The Ministry of Commerce named a Saudi citizen and 10 workers of Indian and Bangladeshi nationalities following a court ruling was issued proving their violation of the anti-commercial fraud and commercial data regulations.
The ministry explained that the violators were proven to be involved in engaging in an unlicensed commercial activity by establishing a factory for the manufacture and sale of adulterated tobacco products (molasses) by filling them with materials of unknown origin and packaging them with misleading commercial data for the purpose of discharging and selling them in local markets.
The ministry indicated that the violators are Ali Juma Al-Arbash (a Saudi national), Sertig Alam Sir (Indian), Muhammad Tayeb Abdul Majeed (Indian), Zhangir Alam Tota (Bangladesh), Sher Muhammad Din (Indian), and Farid.

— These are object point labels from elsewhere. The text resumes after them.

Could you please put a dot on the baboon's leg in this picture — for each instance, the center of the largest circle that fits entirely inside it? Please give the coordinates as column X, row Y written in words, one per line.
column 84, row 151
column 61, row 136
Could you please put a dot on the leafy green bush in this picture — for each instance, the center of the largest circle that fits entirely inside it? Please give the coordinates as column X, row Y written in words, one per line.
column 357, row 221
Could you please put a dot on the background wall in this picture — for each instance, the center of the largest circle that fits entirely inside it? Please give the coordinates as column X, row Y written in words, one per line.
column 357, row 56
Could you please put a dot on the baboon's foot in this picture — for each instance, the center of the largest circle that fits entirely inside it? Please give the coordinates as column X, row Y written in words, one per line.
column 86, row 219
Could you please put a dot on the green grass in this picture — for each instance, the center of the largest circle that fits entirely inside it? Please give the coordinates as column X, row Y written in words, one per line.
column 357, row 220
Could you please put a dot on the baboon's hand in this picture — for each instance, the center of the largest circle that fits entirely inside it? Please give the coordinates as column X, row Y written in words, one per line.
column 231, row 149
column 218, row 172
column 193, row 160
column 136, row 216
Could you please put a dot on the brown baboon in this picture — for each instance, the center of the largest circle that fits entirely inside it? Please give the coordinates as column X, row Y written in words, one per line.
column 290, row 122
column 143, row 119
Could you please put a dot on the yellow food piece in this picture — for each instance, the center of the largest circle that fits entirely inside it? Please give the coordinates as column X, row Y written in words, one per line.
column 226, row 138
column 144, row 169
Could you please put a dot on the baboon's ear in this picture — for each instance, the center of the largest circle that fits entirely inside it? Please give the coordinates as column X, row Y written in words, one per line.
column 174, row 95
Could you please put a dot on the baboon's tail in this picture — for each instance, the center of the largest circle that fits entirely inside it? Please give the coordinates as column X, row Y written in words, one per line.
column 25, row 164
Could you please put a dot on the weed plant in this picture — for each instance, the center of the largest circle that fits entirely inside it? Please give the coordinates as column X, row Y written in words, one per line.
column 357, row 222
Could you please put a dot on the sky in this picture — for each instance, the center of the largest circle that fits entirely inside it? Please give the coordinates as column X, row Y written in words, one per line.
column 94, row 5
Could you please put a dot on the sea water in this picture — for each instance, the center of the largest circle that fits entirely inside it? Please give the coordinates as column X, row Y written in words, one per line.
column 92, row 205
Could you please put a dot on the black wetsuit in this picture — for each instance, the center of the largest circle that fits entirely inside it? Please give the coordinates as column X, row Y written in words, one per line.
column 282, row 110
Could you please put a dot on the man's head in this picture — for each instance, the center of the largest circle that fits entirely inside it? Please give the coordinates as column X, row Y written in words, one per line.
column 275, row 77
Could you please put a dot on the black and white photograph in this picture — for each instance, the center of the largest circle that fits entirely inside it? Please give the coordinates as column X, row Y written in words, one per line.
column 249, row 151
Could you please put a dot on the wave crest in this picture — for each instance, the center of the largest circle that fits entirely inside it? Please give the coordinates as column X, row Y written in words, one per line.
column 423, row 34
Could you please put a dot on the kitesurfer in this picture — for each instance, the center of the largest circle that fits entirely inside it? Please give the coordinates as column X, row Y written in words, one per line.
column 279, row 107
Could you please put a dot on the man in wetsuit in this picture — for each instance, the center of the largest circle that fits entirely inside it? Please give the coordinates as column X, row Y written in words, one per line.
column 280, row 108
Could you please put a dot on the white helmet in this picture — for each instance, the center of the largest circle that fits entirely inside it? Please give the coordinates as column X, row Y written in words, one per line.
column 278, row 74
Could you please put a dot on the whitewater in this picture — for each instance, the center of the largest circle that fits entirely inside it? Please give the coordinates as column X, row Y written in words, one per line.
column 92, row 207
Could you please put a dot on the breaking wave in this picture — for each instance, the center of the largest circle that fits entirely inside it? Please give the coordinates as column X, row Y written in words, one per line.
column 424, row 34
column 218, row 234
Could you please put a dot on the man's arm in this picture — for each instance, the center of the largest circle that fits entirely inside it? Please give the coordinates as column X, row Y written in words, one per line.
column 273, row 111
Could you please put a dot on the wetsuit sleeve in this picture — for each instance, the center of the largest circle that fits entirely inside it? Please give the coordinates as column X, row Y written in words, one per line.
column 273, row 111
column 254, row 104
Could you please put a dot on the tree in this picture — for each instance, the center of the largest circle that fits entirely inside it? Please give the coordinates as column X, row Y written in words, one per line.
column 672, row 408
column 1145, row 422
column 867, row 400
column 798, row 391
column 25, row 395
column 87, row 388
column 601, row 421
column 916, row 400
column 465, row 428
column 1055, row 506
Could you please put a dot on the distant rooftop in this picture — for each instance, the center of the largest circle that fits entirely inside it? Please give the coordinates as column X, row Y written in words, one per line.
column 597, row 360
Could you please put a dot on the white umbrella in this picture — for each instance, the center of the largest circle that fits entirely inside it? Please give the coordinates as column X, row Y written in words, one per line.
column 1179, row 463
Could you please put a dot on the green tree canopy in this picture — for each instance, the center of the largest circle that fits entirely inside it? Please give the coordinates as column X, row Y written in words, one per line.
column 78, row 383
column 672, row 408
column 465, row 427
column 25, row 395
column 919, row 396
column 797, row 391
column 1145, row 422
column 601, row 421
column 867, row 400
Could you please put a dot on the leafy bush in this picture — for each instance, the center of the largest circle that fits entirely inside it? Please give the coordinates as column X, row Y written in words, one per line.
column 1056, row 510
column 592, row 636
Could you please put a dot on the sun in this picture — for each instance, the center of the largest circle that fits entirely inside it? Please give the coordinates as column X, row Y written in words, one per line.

Asghar (Bangladesh), Syed Ghulam Imam (Indian), Sohail Ahmed (Bangladesh), Mahfuz Alam Khan (Indian), Ismail Asghar (Bangladesh), and Muhammad Mansi (Indian).
The penalty issued by the Criminal Court in Dammam included punishing the violators with a fine of (720,000) seven hundred and twenty thousand riyals. Imprisonment for one year for the first convict and six months for the rest of the convicts, closing and removing the factory at the expense of the violator, and confiscating and destroying the seized products. The ruling was published in two newspapers at the expense of the violators.